Compassion and Choices


I have been reading this book entitled “From the Ashes” written by Jesse Thistle, a Metis Cree born in Saskatchewan.  “From the Ashes” is a story about the author himself.  He starts from when he was a very young boy, growing up with his two older brothers.  His parents split up when he was three years old.  The boys were with their mother for a short time.

Then, the father picked them up.  From then on, they lived with their father.  It is not clear why the mother did not try to keep her children.  The father was a drug addict and left the boys alone to fend for themselves for long periods of time with no or very little food.  After being rescued by the Police and the Children’s Aid Society, and being fostered for a while, they ended up living with their paternal grandparents in Brampton, Ontario.

Although the grandparents were far from being rich and a bit rough around the edges, they managed to provide a stable home and three meals a day.  But that was not enough to overcome the deep wounds that Jesse had of abandonment.  Early on in school, he started to get in trouble, and it just got worse as he got older.

From alcohol to drugs and stealing, he was clearly falling apart.  All this escalated when he left high school.  Eventually, he ended up living in the streets.  His older brothers do not follow the same path he does and manage to do well for themselves.

As I was reading Jesse’s story, I found myself having harsh feelings towards him.  I was thinking at times: “He’s getting what he deserves.  His brothers are doing ok, and they lived through the same abandonment”.  These feelings of harshness towards Jesse gave me pause to think, reflect, and pray.

I cannot imagine being left to fend for myself as a young child.  As a result of this, deep wounds marked Jesse at an early age.  These types of wounds remain with you for the rest of your life.  Although his two older brothers were also clearly affected by this, they did not end up in the street like Jesse.

Why did Jesse descend into this hell while his brothers rose above it?  Can we attribute it to personality, intelligence?  Maybe he met the wrong people?  Could it be because he is the youngest?

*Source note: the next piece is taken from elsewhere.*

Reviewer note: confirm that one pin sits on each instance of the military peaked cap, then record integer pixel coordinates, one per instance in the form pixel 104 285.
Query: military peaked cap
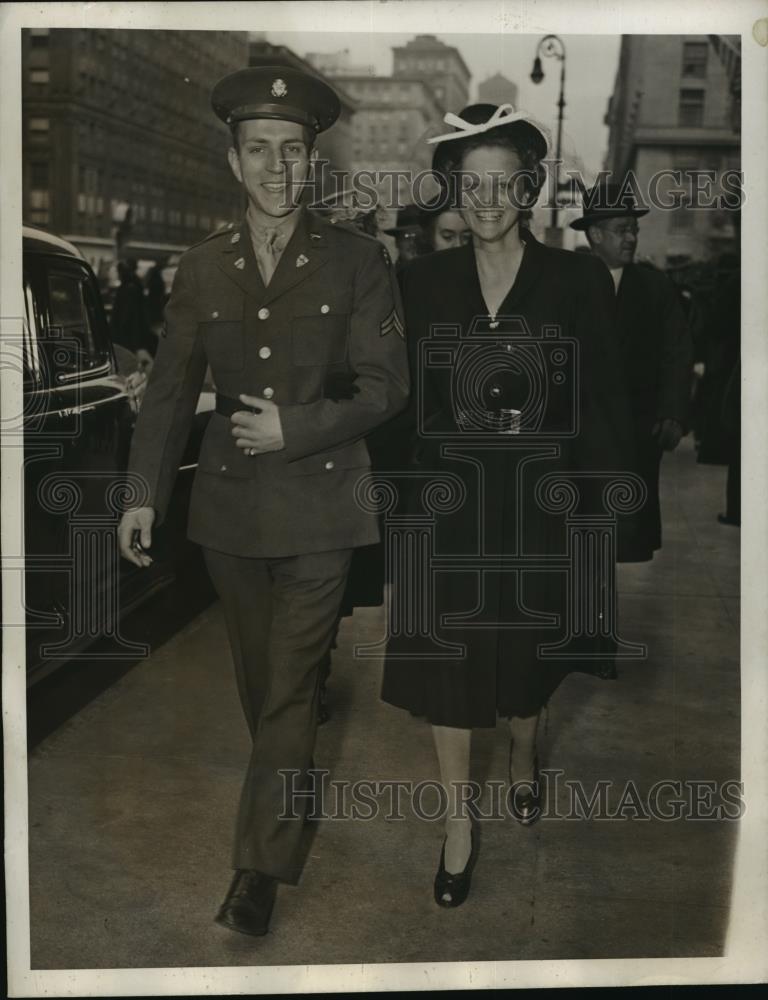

I do not have answers to any of these questions.  After having read the book, I just know there are no easy answers.  Jesse and his brothers were dealt bad hands as kids.  No aces and kings there.  But they each still had a hand to play.  Jesse made choices while his brothers made different choices.

Should I have compassion for the Jesses of this world?  Yes, definitely.  Even if I do not feel it.  Because they each have a story.  A story that needs to be heard.  Do the Jesses of this world have it in them to make different choices?  Yes, definitely.  Even when they have a deeply wounded past; even when their lives are in the throes of despair.  Because each one of them is a child of God.

At some point, when Jesse is about to commit suicide, a shelter worker sees him and calls him out by name.  She has compassion for him.  And Jesse, at that point, chooses life.  It seems like the compassion the shelter worker had for Jesse helped him make the right choice.  Maybe we should all practice a bit more compassion for the Jesses of this world.

Norbert Piché is the Directeur national Service jésuite des réfugiés - Country Director Jesuit Refugee Service – Canada

  • Peter Bisson
    Posted at 01:26h, 18 June Reply

    Thank you Norbert!

  • Vicky Chen
    Posted at 05:30h, 18 June Reply

    Thank you for sharing this reflection.

  • Karen Arthurs
    Posted at 07:59h, 18 June Reply

    Thank you for this beautiful story, a reminder of how we can all make a difference, if we choose to.

  • Maria Skarzynski
    Posted at 12:08h, 18 June Reply

    I was walking with my dog on a path by the river with a very sore knee 10 years ago. I was in my 70’s then. I knew there was a bench around the corner and I decided to make it to there. There was an Aboriginal man sitting on ‘my’ bench. So I asked him if I could sit with him. We started to talk and spent the best part of an hour there. He told me his life story (much as Jessie) – he cried – I tried my best to help and probably was rather useless at that. Mostly I just listened. The person he remembered most was his Grandma. At the end when I said I had to go, he stood up and gave me a big hug. I still say a prayer for him and he stays in my heart.

  • Viola Athaide
    Posted at 13:41h, 18 June Reply

    Compassion is the key to unlock many troubled hearts.
    Thanks for sharing this story.

  • Margaret Powell
    Posted at 14:44h, 18 June Reply

    I always remember, There but for the grace of God go I

  • Lorella D'Cruz
    Posted at 02:28h, 23 June Reply

    It’s so easy to be self-righteous and judgmental – but imagine yourself in the place of one of the many Jesses in any one of our cosmopolitan cities, yearning for eye to eye contact and a shred of compassion even more than for the few coins tossed with careless indifference into their begging bowls. To highlight their plight, Filthy Rich and Homeless – an Australian TV documentary series – exposed five affluent young people to life on the streets, where they experienced homelessness and basic survival in the depths of winter before returning in ten days to their warm beds and privileged lifestyles. It was an eye-opening gut-wrenching experiment that left its viewers in tears, questioning their deep-rooted views and values. “There, but for the grace of God…” indeed!